Infine, vogliamo terminare su una nota positiva. Nel caso Muvartes SA, la convergenza dell’azione del sindacato Unia e la determinazione del Ministero pubblico hanno permesso di recuperare l’integralità delle spettanze salariali dei 5 operai che hanno denunciato il loro “datore di lavoro”. E questa volta a pagare l’integralità della fattura è stato il padrone sfruttatore. Nelle vertenze “normali”, ossia di natura civile, di norma si recuperano solo gli ultimi 4 mesi di salario non versato e gli ultimi 4 mesi di tredicesima. E questo è possibile grazie alle indennità insolvenza, previste nel Capitolo 5 della Legge sulla disoccupazione (LADI). Questo strumento dell’assicurazione disoccupazione, per quanto fondamentale, soffre di due limiti fondamentali.
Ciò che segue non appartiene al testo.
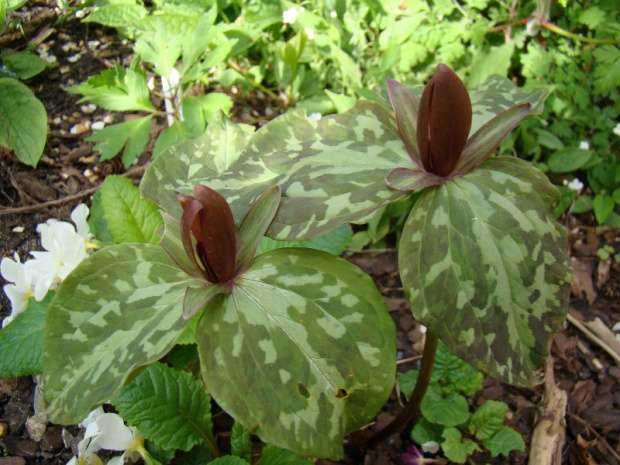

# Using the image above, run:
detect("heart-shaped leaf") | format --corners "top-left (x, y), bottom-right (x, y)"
top-left (399, 157), bottom-right (571, 386)
top-left (42, 243), bottom-right (193, 424)
top-left (196, 249), bottom-right (396, 459)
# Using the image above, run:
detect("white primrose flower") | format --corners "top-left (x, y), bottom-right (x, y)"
top-left (0, 252), bottom-right (37, 327)
top-left (0, 204), bottom-right (97, 326)
top-left (562, 178), bottom-right (583, 192)
top-left (282, 8), bottom-right (299, 24)
top-left (67, 407), bottom-right (144, 465)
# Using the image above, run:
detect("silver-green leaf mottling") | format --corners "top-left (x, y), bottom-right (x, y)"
top-left (196, 249), bottom-right (396, 459)
top-left (42, 243), bottom-right (191, 424)
top-left (399, 157), bottom-right (571, 386)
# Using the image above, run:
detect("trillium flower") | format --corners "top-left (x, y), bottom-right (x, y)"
top-left (387, 64), bottom-right (531, 191)
top-left (161, 184), bottom-right (280, 319)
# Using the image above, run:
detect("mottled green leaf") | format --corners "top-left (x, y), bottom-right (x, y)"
top-left (235, 186), bottom-right (281, 272)
top-left (258, 444), bottom-right (313, 465)
top-left (0, 292), bottom-right (54, 378)
top-left (256, 224), bottom-right (353, 255)
top-left (42, 243), bottom-right (190, 424)
top-left (142, 102), bottom-right (411, 240)
top-left (399, 157), bottom-right (571, 385)
top-left (484, 426), bottom-right (525, 457)
top-left (112, 363), bottom-right (215, 451)
top-left (83, 2), bottom-right (148, 27)
top-left (99, 175), bottom-right (163, 244)
top-left (420, 384), bottom-right (469, 426)
top-left (140, 112), bottom-right (254, 216)
top-left (196, 249), bottom-right (395, 458)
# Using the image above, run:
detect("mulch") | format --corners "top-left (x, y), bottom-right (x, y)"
top-left (0, 1), bottom-right (620, 465)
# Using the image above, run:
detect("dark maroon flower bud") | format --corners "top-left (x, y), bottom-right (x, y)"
top-left (177, 184), bottom-right (237, 284)
top-left (417, 64), bottom-right (472, 177)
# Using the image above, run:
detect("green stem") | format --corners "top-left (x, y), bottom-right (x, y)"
top-left (540, 21), bottom-right (618, 44)
top-left (368, 332), bottom-right (439, 447)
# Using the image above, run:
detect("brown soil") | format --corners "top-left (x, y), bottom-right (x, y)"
top-left (0, 1), bottom-right (620, 465)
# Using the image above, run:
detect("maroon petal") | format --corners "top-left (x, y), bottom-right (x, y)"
top-left (192, 184), bottom-right (237, 283)
top-left (417, 64), bottom-right (472, 176)
top-left (177, 194), bottom-right (207, 278)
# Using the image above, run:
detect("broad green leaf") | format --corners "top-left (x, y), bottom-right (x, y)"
top-left (467, 42), bottom-right (515, 87)
top-left (467, 400), bottom-right (508, 442)
top-left (230, 422), bottom-right (252, 462)
top-left (86, 115), bottom-right (153, 168)
top-left (235, 186), bottom-right (281, 272)
top-left (0, 78), bottom-right (47, 167)
top-left (0, 52), bottom-right (49, 79)
top-left (592, 194), bottom-right (615, 224)
top-left (411, 417), bottom-right (445, 445)
top-left (100, 175), bottom-right (163, 244)
top-left (66, 64), bottom-right (155, 113)
top-left (484, 426), bottom-right (525, 457)
top-left (112, 363), bottom-right (215, 451)
top-left (547, 147), bottom-right (594, 173)
top-left (256, 224), bottom-right (353, 255)
top-left (183, 92), bottom-right (233, 137)
top-left (88, 189), bottom-right (114, 244)
top-left (258, 444), bottom-right (314, 465)
top-left (209, 455), bottom-right (250, 465)
top-left (469, 74), bottom-right (547, 135)
top-left (432, 343), bottom-right (484, 396)
top-left (196, 249), bottom-right (395, 458)
top-left (0, 292), bottom-right (54, 378)
top-left (399, 157), bottom-right (571, 386)
top-left (142, 102), bottom-right (410, 240)
top-left (420, 384), bottom-right (469, 426)
top-left (134, 16), bottom-right (187, 79)
top-left (441, 428), bottom-right (480, 463)
top-left (82, 2), bottom-right (148, 27)
top-left (42, 243), bottom-right (188, 424)
top-left (140, 112), bottom-right (254, 215)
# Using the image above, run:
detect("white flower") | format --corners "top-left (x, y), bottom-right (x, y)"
top-left (562, 178), bottom-right (583, 192)
top-left (0, 204), bottom-right (97, 326)
top-left (67, 407), bottom-right (144, 465)
top-left (282, 8), bottom-right (299, 24)
top-left (422, 441), bottom-right (439, 454)
top-left (0, 252), bottom-right (36, 327)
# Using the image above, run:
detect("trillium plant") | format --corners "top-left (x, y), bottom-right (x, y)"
top-left (32, 65), bottom-right (570, 459)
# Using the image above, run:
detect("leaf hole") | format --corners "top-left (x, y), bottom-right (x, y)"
top-left (297, 383), bottom-right (310, 399)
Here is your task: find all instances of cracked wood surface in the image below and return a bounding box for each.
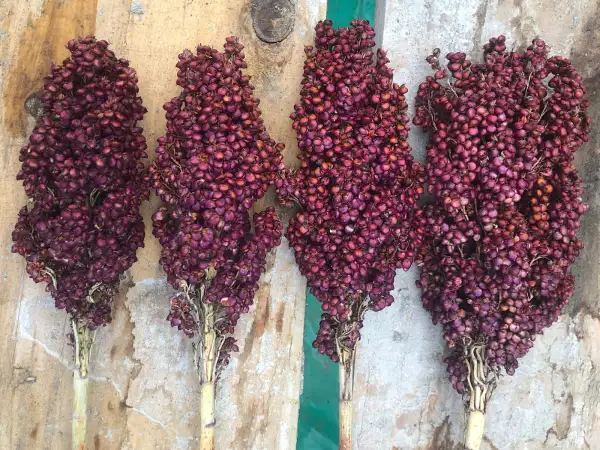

Come già detto, l’indennità per insolvenza copre solo i crediti salariali concernenti gli ultimi 4 mesi al massimo dello stesso rapporto di lavoro. Secondariamente, le indennità insolvenza sono finanziate dai contributi paritetici dell’assicurazione disoccupazione, nella misura dell’1,1%. Ciò vuol dire che quando un padrone non paga i salari o li taglieggia, il recupero di queste spettanze salariali è co-finanziato dagli stessi lavoratori taglieggiati e dall’insieme dei lavoratori. Nel 2013, la Cassa disoccupazione ha versato 8,5 milioni di franchi a titolo di indennità insolvenza, recuperandone solo 290’000… Nel nostro caso, è il signor Andrea Ravanelli che ha dovuto restituire tutti i soldi rubati ai suoi lavoratori. Un motivo in più per continuare sulla strada delle denunce penali!